In this paper, we propose a Bayesian solution to the problem. A Bayesian solution has several advantages in this scenario. First, hotspot detection is based on posterior probabilities of models corresponding to each sub-region and hence there is no need to conduct the randomization procedure. This gain in computational efficiency is obtained by performing a slightly more expensive discrepancy calculation for each sub-region wherein a simple and closed form likelihood maximization is substituted by a numerical integration routine. Second, compared to the classical approach where multiple hotspots are generally detected using a conservative test, detecting multiple hotspots in the Bayesian framework is automatic and does not require any additional machinery. Finally, the Bayesian setting also provides a natural framework to incorporate any prior knowledge that might be known about the hotspots. To the best of our knowledge, no rigorous work in a Bayesian framework exists in the statistics literature. Recently, a Bayesian solution to the problem was proposed by (Neil et al., NIPS 2005) in the machine learning literature. However, their solution made strong assumptions on the priors of sub-regions. Moreover, it is not possible to adjust for additional characteristics like overdispersion and spatial correlation using their framework. Such adjustments are potentially useful in the context of biosurveillance where the analyst might not be interested in investigating clusters that are caused only due to presence of routine overdispersion relative to the usual Poisson or Bernoulli model. Adjusting for such routine characteristics in the baseline model can potentially reduce false positives and enhance disease monitoring systems used in public health.

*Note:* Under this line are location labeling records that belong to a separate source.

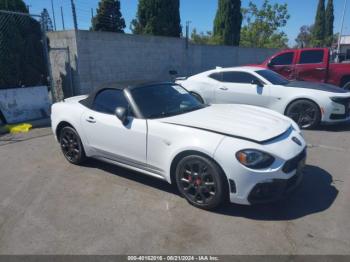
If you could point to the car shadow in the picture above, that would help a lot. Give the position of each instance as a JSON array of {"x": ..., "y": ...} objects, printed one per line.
[
  {"x": 334, "y": 128},
  {"x": 315, "y": 194}
]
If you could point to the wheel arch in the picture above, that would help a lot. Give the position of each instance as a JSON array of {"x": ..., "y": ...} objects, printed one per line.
[
  {"x": 62, "y": 125},
  {"x": 185, "y": 153}
]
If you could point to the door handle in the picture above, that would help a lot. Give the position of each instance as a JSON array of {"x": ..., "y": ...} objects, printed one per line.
[{"x": 91, "y": 120}]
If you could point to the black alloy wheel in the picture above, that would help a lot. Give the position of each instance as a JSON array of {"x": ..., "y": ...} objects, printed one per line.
[
  {"x": 305, "y": 113},
  {"x": 201, "y": 182},
  {"x": 71, "y": 146}
]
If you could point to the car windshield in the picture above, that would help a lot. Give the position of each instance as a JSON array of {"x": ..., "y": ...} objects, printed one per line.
[
  {"x": 273, "y": 77},
  {"x": 164, "y": 100}
]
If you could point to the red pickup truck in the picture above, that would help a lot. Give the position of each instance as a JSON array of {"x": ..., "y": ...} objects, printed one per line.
[{"x": 310, "y": 64}]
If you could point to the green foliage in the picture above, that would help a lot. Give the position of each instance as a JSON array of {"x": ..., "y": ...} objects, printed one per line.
[
  {"x": 205, "y": 38},
  {"x": 262, "y": 28},
  {"x": 329, "y": 25},
  {"x": 304, "y": 38},
  {"x": 46, "y": 21},
  {"x": 318, "y": 33},
  {"x": 228, "y": 22},
  {"x": 21, "y": 52},
  {"x": 158, "y": 17},
  {"x": 109, "y": 17}
]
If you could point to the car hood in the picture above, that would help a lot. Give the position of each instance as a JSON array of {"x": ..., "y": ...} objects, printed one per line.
[
  {"x": 317, "y": 86},
  {"x": 241, "y": 121}
]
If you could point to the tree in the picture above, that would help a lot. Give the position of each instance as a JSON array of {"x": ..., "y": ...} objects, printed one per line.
[
  {"x": 263, "y": 25},
  {"x": 21, "y": 51},
  {"x": 318, "y": 32},
  {"x": 329, "y": 25},
  {"x": 228, "y": 22},
  {"x": 158, "y": 17},
  {"x": 205, "y": 38},
  {"x": 304, "y": 38},
  {"x": 109, "y": 17},
  {"x": 46, "y": 21}
]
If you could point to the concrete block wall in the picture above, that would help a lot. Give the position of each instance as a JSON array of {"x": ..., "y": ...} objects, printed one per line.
[
  {"x": 24, "y": 104},
  {"x": 102, "y": 57}
]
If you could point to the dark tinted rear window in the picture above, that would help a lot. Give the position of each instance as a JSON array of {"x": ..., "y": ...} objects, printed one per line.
[
  {"x": 283, "y": 59},
  {"x": 311, "y": 57},
  {"x": 216, "y": 76},
  {"x": 108, "y": 100}
]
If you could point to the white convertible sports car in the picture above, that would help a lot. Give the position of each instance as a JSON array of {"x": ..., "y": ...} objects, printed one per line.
[
  {"x": 243, "y": 153},
  {"x": 306, "y": 103}
]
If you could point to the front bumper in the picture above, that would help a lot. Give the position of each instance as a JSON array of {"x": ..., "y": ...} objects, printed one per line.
[
  {"x": 339, "y": 111},
  {"x": 274, "y": 190},
  {"x": 247, "y": 186}
]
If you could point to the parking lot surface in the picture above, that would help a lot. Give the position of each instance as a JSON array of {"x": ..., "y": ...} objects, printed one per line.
[{"x": 48, "y": 206}]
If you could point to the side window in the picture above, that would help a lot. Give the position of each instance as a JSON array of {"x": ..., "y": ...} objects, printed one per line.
[
  {"x": 238, "y": 77},
  {"x": 311, "y": 57},
  {"x": 108, "y": 100},
  {"x": 283, "y": 59},
  {"x": 216, "y": 76}
]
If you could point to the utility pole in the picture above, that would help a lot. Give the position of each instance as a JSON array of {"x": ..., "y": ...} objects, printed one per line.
[
  {"x": 341, "y": 30},
  {"x": 64, "y": 28},
  {"x": 187, "y": 33},
  {"x": 74, "y": 15},
  {"x": 53, "y": 15}
]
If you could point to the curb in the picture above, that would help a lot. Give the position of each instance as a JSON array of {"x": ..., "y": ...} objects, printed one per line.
[{"x": 45, "y": 122}]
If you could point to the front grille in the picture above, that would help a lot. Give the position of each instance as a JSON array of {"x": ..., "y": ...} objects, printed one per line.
[
  {"x": 345, "y": 102},
  {"x": 292, "y": 164}
]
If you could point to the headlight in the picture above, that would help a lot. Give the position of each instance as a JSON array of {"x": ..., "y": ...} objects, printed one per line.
[
  {"x": 338, "y": 99},
  {"x": 254, "y": 159}
]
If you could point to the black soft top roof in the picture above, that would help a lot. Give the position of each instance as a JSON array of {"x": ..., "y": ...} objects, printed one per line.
[{"x": 88, "y": 102}]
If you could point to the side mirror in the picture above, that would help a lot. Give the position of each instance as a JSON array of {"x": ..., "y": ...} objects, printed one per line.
[
  {"x": 173, "y": 72},
  {"x": 122, "y": 114},
  {"x": 270, "y": 64},
  {"x": 256, "y": 82}
]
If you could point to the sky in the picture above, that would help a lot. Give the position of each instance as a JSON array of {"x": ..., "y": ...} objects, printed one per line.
[{"x": 201, "y": 13}]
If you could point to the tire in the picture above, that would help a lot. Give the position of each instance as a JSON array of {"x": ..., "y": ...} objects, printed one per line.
[
  {"x": 198, "y": 97},
  {"x": 346, "y": 86},
  {"x": 305, "y": 113},
  {"x": 71, "y": 146},
  {"x": 201, "y": 182}
]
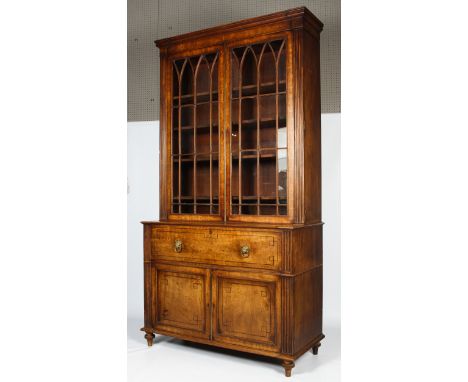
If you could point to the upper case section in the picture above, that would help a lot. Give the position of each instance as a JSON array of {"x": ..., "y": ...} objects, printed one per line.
[{"x": 240, "y": 137}]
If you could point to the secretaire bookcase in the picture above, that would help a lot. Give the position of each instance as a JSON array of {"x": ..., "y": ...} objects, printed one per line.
[{"x": 235, "y": 260}]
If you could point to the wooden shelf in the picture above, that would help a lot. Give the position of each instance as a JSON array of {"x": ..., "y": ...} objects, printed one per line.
[
  {"x": 195, "y": 104},
  {"x": 262, "y": 198},
  {"x": 261, "y": 95},
  {"x": 254, "y": 156},
  {"x": 190, "y": 128},
  {"x": 262, "y": 85},
  {"x": 264, "y": 123},
  {"x": 176, "y": 160},
  {"x": 202, "y": 94}
]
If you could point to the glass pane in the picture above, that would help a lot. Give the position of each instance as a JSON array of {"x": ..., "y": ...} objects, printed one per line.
[
  {"x": 267, "y": 68},
  {"x": 282, "y": 173},
  {"x": 249, "y": 123},
  {"x": 235, "y": 179},
  {"x": 249, "y": 173},
  {"x": 186, "y": 177},
  {"x": 203, "y": 178},
  {"x": 268, "y": 176}
]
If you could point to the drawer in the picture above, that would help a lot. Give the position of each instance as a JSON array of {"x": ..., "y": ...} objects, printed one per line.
[{"x": 235, "y": 247}]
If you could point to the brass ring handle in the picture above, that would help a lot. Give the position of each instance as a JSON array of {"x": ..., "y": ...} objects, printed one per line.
[
  {"x": 245, "y": 251},
  {"x": 178, "y": 245}
]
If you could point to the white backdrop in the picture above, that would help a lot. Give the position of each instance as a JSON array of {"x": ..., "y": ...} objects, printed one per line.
[{"x": 143, "y": 204}]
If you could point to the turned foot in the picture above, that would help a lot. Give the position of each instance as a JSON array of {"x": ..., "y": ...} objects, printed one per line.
[
  {"x": 149, "y": 337},
  {"x": 315, "y": 349},
  {"x": 288, "y": 365}
]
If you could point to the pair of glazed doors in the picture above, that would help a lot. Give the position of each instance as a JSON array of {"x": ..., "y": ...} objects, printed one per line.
[{"x": 229, "y": 131}]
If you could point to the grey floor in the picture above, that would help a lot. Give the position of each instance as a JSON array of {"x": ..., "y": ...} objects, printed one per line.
[{"x": 175, "y": 360}]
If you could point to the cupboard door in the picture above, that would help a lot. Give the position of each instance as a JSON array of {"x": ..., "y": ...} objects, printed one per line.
[
  {"x": 195, "y": 136},
  {"x": 246, "y": 309},
  {"x": 182, "y": 300},
  {"x": 259, "y": 121}
]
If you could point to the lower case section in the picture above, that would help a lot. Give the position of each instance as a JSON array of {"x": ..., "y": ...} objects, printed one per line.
[
  {"x": 273, "y": 315},
  {"x": 312, "y": 344}
]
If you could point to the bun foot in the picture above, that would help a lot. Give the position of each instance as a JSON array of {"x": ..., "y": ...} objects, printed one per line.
[
  {"x": 288, "y": 365},
  {"x": 149, "y": 338},
  {"x": 315, "y": 349}
]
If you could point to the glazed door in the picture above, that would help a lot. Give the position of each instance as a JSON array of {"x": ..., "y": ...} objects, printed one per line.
[
  {"x": 259, "y": 122},
  {"x": 182, "y": 300},
  {"x": 246, "y": 309},
  {"x": 195, "y": 136}
]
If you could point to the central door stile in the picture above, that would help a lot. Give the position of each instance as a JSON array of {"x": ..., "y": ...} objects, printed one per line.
[{"x": 211, "y": 306}]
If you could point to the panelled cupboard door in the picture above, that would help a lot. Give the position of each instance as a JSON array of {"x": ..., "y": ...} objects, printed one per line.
[
  {"x": 260, "y": 135},
  {"x": 246, "y": 309},
  {"x": 182, "y": 300},
  {"x": 195, "y": 136}
]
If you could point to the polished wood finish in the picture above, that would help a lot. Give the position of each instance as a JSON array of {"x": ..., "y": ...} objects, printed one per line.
[{"x": 236, "y": 258}]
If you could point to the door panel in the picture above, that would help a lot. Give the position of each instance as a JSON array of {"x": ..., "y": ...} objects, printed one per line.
[
  {"x": 259, "y": 129},
  {"x": 182, "y": 300},
  {"x": 195, "y": 136},
  {"x": 246, "y": 309}
]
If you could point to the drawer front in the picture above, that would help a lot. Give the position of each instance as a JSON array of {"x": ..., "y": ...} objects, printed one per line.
[{"x": 256, "y": 249}]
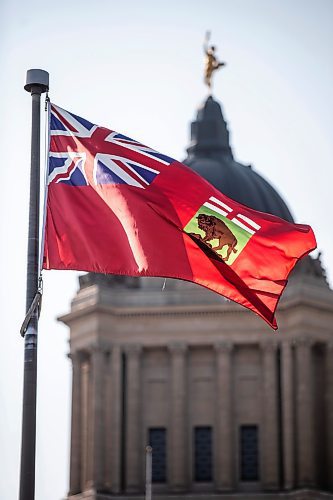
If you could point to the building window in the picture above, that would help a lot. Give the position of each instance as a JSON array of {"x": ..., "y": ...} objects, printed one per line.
[
  {"x": 157, "y": 440},
  {"x": 203, "y": 454},
  {"x": 249, "y": 453}
]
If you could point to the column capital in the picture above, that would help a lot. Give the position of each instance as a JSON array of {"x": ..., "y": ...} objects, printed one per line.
[
  {"x": 223, "y": 346},
  {"x": 100, "y": 346},
  {"x": 177, "y": 347},
  {"x": 269, "y": 345},
  {"x": 133, "y": 349},
  {"x": 304, "y": 341}
]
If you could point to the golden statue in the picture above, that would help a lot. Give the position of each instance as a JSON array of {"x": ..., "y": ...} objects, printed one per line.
[{"x": 211, "y": 62}]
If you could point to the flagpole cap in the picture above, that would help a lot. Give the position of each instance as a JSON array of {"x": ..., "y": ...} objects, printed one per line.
[{"x": 37, "y": 78}]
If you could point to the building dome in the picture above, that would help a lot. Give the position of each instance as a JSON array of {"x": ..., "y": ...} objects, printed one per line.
[{"x": 210, "y": 155}]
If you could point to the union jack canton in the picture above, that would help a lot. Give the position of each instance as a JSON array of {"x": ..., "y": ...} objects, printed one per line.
[{"x": 82, "y": 154}]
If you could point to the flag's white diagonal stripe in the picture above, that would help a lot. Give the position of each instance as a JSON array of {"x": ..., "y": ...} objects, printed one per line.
[
  {"x": 220, "y": 203},
  {"x": 216, "y": 209},
  {"x": 240, "y": 224},
  {"x": 249, "y": 221}
]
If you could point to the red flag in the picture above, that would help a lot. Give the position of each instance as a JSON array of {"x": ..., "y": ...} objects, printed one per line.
[{"x": 115, "y": 206}]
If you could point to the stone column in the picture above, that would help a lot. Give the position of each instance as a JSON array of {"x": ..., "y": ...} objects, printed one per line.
[
  {"x": 270, "y": 448},
  {"x": 97, "y": 430},
  {"x": 75, "y": 455},
  {"x": 134, "y": 454},
  {"x": 287, "y": 414},
  {"x": 85, "y": 422},
  {"x": 116, "y": 426},
  {"x": 224, "y": 456},
  {"x": 329, "y": 411},
  {"x": 178, "y": 430},
  {"x": 305, "y": 415}
]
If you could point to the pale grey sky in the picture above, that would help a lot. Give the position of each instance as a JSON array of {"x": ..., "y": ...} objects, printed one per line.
[{"x": 136, "y": 67}]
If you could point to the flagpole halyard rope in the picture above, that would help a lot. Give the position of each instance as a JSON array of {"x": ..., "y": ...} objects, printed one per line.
[
  {"x": 47, "y": 150},
  {"x": 36, "y": 304}
]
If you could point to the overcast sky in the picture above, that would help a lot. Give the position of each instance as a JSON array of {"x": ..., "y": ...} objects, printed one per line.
[{"x": 137, "y": 67}]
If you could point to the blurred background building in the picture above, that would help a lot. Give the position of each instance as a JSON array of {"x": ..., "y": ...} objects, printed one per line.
[{"x": 229, "y": 407}]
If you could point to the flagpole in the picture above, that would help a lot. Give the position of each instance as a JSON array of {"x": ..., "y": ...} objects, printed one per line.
[{"x": 37, "y": 83}]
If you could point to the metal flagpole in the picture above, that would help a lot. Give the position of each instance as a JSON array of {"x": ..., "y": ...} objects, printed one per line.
[
  {"x": 37, "y": 83},
  {"x": 149, "y": 463}
]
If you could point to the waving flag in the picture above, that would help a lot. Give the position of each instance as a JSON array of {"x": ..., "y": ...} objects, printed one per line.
[{"x": 116, "y": 206}]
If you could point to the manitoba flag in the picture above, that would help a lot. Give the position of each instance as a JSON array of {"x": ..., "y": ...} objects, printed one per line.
[{"x": 115, "y": 206}]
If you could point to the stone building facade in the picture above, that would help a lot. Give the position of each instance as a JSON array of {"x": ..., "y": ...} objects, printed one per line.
[{"x": 231, "y": 409}]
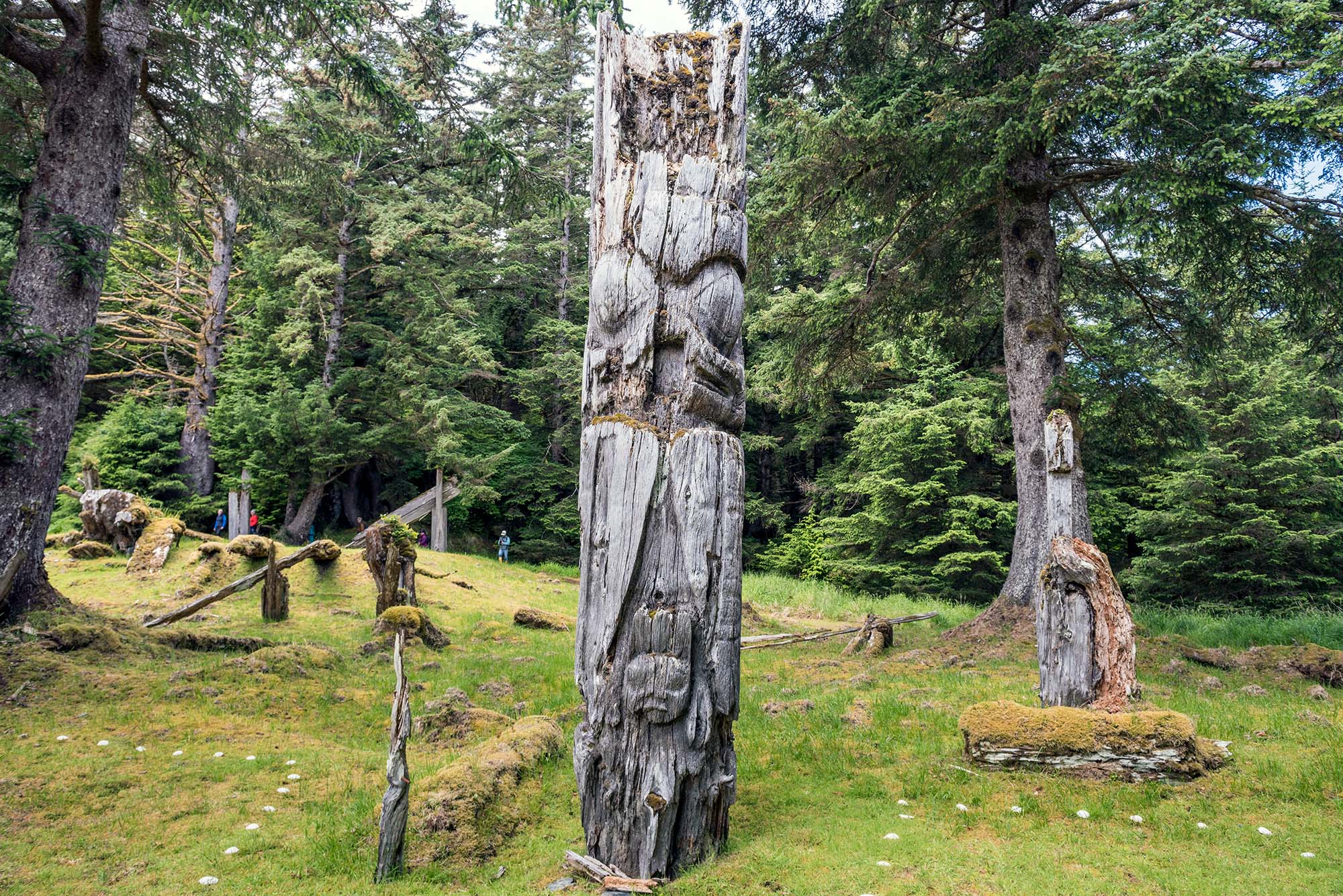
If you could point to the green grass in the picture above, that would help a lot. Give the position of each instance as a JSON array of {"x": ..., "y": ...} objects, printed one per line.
[{"x": 816, "y": 795}]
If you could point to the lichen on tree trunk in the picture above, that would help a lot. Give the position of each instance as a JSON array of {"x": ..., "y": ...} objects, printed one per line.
[{"x": 663, "y": 472}]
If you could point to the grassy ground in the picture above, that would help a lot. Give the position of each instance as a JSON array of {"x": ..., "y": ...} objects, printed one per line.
[{"x": 817, "y": 793}]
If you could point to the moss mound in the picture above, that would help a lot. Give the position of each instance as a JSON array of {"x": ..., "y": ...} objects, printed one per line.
[
  {"x": 473, "y": 805},
  {"x": 154, "y": 545},
  {"x": 291, "y": 660},
  {"x": 534, "y": 619},
  {"x": 73, "y": 636},
  {"x": 91, "y": 550},
  {"x": 254, "y": 546}
]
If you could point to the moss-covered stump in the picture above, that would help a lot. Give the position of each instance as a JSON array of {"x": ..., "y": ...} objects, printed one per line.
[
  {"x": 534, "y": 619},
  {"x": 1136, "y": 746},
  {"x": 91, "y": 550},
  {"x": 414, "y": 623},
  {"x": 253, "y": 546},
  {"x": 154, "y": 545},
  {"x": 465, "y": 812}
]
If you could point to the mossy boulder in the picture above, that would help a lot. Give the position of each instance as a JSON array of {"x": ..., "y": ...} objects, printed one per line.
[
  {"x": 289, "y": 660},
  {"x": 1131, "y": 745},
  {"x": 534, "y": 619},
  {"x": 75, "y": 636},
  {"x": 467, "y": 812},
  {"x": 91, "y": 550},
  {"x": 253, "y": 546}
]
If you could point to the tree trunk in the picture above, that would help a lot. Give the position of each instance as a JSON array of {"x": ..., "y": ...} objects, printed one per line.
[
  {"x": 663, "y": 472},
  {"x": 69, "y": 211},
  {"x": 198, "y": 463},
  {"x": 306, "y": 514},
  {"x": 338, "y": 318},
  {"x": 1035, "y": 345}
]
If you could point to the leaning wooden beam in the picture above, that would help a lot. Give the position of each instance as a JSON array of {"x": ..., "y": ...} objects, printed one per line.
[
  {"x": 757, "y": 642},
  {"x": 661, "y": 481},
  {"x": 397, "y": 801},
  {"x": 323, "y": 550}
]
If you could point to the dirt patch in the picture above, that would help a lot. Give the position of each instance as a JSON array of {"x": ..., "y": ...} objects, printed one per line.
[{"x": 469, "y": 809}]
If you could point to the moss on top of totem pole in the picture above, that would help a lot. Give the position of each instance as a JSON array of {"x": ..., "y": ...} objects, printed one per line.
[{"x": 1068, "y": 730}]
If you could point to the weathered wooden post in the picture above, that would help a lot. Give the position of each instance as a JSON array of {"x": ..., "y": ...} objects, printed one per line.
[
  {"x": 240, "y": 507},
  {"x": 661, "y": 479},
  {"x": 275, "y": 592},
  {"x": 1084, "y": 634},
  {"x": 397, "y": 800},
  {"x": 438, "y": 517}
]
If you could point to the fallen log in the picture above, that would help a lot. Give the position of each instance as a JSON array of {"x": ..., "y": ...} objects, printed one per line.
[
  {"x": 323, "y": 550},
  {"x": 757, "y": 642}
]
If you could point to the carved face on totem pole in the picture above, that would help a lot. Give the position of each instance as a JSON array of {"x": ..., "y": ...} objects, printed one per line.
[{"x": 661, "y": 482}]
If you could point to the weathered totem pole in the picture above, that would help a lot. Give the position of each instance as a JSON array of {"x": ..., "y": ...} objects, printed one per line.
[
  {"x": 1084, "y": 634},
  {"x": 661, "y": 482}
]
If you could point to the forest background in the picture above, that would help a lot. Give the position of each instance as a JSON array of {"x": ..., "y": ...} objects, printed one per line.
[{"x": 377, "y": 266}]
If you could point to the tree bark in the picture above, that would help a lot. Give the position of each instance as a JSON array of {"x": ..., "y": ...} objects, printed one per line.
[
  {"x": 336, "y": 323},
  {"x": 307, "y": 510},
  {"x": 198, "y": 462},
  {"x": 663, "y": 474},
  {"x": 1035, "y": 346},
  {"x": 69, "y": 212}
]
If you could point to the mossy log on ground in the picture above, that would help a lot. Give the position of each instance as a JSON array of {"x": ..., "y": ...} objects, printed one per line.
[
  {"x": 414, "y": 623},
  {"x": 532, "y": 619},
  {"x": 154, "y": 545},
  {"x": 253, "y": 546},
  {"x": 1137, "y": 746},
  {"x": 465, "y": 812},
  {"x": 91, "y": 550}
]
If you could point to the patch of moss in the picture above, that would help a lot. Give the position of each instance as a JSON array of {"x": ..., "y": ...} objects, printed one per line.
[
  {"x": 75, "y": 636},
  {"x": 1067, "y": 730},
  {"x": 471, "y": 808}
]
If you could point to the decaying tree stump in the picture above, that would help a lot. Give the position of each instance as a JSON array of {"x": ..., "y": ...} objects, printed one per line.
[
  {"x": 1084, "y": 634},
  {"x": 390, "y": 553},
  {"x": 397, "y": 800},
  {"x": 661, "y": 482},
  {"x": 275, "y": 591}
]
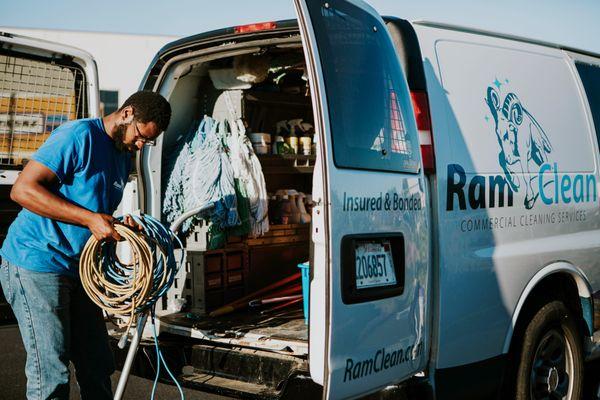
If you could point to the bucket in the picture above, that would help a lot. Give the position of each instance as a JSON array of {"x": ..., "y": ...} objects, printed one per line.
[{"x": 305, "y": 269}]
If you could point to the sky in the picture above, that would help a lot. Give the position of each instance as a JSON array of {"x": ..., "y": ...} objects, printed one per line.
[{"x": 573, "y": 23}]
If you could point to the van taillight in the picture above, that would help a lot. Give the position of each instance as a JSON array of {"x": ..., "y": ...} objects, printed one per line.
[
  {"x": 262, "y": 26},
  {"x": 421, "y": 107}
]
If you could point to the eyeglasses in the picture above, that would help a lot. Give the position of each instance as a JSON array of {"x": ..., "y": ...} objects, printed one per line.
[{"x": 141, "y": 138}]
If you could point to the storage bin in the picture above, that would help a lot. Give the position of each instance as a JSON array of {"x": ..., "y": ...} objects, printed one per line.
[{"x": 305, "y": 269}]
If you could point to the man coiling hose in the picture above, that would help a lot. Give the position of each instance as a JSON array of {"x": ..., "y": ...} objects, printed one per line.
[{"x": 131, "y": 289}]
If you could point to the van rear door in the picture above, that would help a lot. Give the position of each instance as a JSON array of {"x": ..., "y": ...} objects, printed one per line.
[{"x": 370, "y": 274}]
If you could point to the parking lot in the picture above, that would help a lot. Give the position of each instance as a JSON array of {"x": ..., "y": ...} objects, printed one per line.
[{"x": 12, "y": 377}]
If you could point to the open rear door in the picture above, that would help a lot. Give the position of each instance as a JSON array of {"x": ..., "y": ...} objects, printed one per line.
[{"x": 370, "y": 276}]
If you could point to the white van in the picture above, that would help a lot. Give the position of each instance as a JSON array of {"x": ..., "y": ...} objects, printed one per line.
[{"x": 454, "y": 240}]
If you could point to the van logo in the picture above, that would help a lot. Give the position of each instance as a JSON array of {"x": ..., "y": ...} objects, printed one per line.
[
  {"x": 524, "y": 146},
  {"x": 524, "y": 159}
]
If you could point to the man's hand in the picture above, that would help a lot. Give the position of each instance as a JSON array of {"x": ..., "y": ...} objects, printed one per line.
[
  {"x": 102, "y": 227},
  {"x": 130, "y": 222}
]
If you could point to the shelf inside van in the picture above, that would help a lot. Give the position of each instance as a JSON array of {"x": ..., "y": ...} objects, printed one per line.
[{"x": 287, "y": 163}]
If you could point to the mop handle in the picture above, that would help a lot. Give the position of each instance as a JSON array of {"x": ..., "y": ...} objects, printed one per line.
[{"x": 135, "y": 341}]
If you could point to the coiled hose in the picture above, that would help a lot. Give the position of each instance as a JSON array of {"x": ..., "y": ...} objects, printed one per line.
[{"x": 131, "y": 289}]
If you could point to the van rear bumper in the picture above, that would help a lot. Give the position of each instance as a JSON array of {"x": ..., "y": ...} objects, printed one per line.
[{"x": 480, "y": 380}]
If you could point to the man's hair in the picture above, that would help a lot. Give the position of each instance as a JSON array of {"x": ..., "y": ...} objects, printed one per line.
[{"x": 150, "y": 107}]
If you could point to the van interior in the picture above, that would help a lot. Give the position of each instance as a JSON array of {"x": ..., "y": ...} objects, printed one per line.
[{"x": 268, "y": 88}]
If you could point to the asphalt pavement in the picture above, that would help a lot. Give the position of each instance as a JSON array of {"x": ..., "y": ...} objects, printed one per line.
[{"x": 12, "y": 376}]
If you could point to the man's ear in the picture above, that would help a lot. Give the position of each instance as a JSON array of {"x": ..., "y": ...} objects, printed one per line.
[{"x": 127, "y": 114}]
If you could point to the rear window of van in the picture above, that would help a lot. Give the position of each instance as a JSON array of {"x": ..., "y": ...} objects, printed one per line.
[
  {"x": 367, "y": 95},
  {"x": 590, "y": 77}
]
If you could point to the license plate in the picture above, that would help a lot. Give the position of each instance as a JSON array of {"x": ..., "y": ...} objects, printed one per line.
[{"x": 374, "y": 265}]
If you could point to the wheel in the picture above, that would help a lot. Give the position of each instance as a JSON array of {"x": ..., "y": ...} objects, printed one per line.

Our contributions are in two directions. First, we propose a modeling framework using a point process formulation. We propose the use of a Cox process to enhance the usual assumptions of a Poisson process. The Cox process assumes that conditional on a latent error process, data comes from a Poisson process. Marginalizing over the latent process enables adjusting for features like overdispersion that might be present in the data. For instance, assuming a gamma distribution gives rise to the usual negative binomial distribution that has been widely used to model overdispersion in count data. Other possibilities include a Conditionally Autoregressive Process (CAR) that is widely used to model spatial correlation in epidemiology. Next, we provide a Bayesian solution to the problem in our proposed framework. Our solution does not depend on eliciting data based priors for each sub-region as in (Neil et al., NIPS 2005). In fact, the main computational bottleneck in the Bayesian procedure is the computation of a Bayes factor for each sub-region. For the usual Poisson model proposed by (Kulldorf, 1997), this boils down to computing a 2-dimensional integral for each sub-region which is done efficiently and accurately using a Laplace approximation. For a negative binomial model, the same strategy works with the 2-d integral being replaced by a 3-d integral. For models like CAR that are multivariate in nature, one needs to compute a high dimensional integral. The Laplace approximation does not provide accurate answers in this scenario and one needs to take recourse to computationally intensive procedures like MCMC. However, the computations are amenable to parallel computing and could be performed efficiently in a cluster computing environment for reasonably sized datasets. We illustrate the efficacy of our procedure on datasets that have been previously analyzed in the literature.